Note: the ‘PyArrow’ Delta-rs engine was used instead of the newer ‘Rust’ engine for engines that don’t directly support writing to Delta. The Rust engine had nearly the same performance but resulted in OOM at 8-vCores, whereas PyArrow didn’t have any issues at this compute size.

alt text

12.7GB Scale @ 16-vCores - Phase Detail

Looking at the detail from the 16-vCore tests:

  • Fabric Spark with the Native Execution Engine was nearly 3x faster at phase 1 for loading the 5 Delta tables.
  • Polars slightly beat Spark at performing the CTAS operation.
  • Fabric Spark ran the 3x MERGE operations the fastest, with DuckDB close behind.
  • Polars executed the ad-hoc query the fastest, with DuckDB and Spark very close behind.

alt text

General Observations

  1. As noted the last time I ran this benchmark, VACUUM is significantly slower in Spark. On the odd chance that you aren’t using Deletion Vectors in Fabric, you could use the Delta-rs library to vacuum your tables.
  2. OPTIMIZE is generally faster via Delta-rs. The reason for this is primarily that the Native Execution Engine doesn’t support the entire compaction code path and results in two fallbacks to execution on the JVM. I anticipate this will get much faster once we ship support for this code path.
  3. In all benchmarks where Polars didn’t run into OOM before getting to the ad-hoc query test, it was consistently the fastest engine at this aggregative query.
  4. Spark was the only engine to complete the entire battery of benchmark scenarios with not a single out-of-memory exception. This is the result of the Native Execution Engine’s highly efficient use of columnar memory, outside the JVM. Where JVM memory is needed for any fallbacks (i.e., when running OPTIMIZE), memory is dynamically allocated between on-heap and off-heap as needed.
  5. Spark consistently sees greater relative improvement in execution time via adding more compute as compared to the other engines. Daft got slower at 1.2GB scale going from 4 to 8-vCores and also got slower at the 12.7GB scale going from 16 to 32-vCores.

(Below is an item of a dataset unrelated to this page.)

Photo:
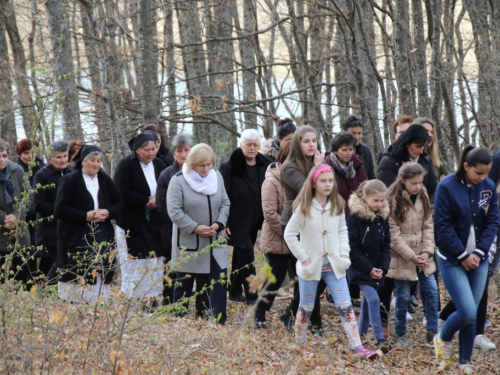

Which Engine Gained the Most Ground Since December ‘24?

While all engines got much faster, Fabric Spark with the Native Execution Engine saw the greatest performance gains relative to December ‘24 (between 1.6x-2x faster depending on the data scale and cluster config). Spark increased its advantage over single-machine engines at the 12.7GB scale while also getting even more competitive at the 1.2GB scale.

So Is It Time to Ditch Spark?

Unless your data is around 100MB compressed, you don’t project growth up to 1GB in the next couple of years, and you are okay with trailing Delta lake compatibility (no support for Deletion Vectors), I’d say it’s a hard no to give up on Spark anytime soon. While DuckDB, Polars, and Daft all leverage columnar memory and vectorized execution via either C++ or Rust implementations, Fabric Spark with the Native Execution Engine (via Velox and Apache Gluten) does as well. And guess what? There’s plenty of additional optimizations still planned for Fabric Spark and the Native Execution Engine that will continue to improve performance in the coming year. I look forward to seeing where things stand in 2026 😁.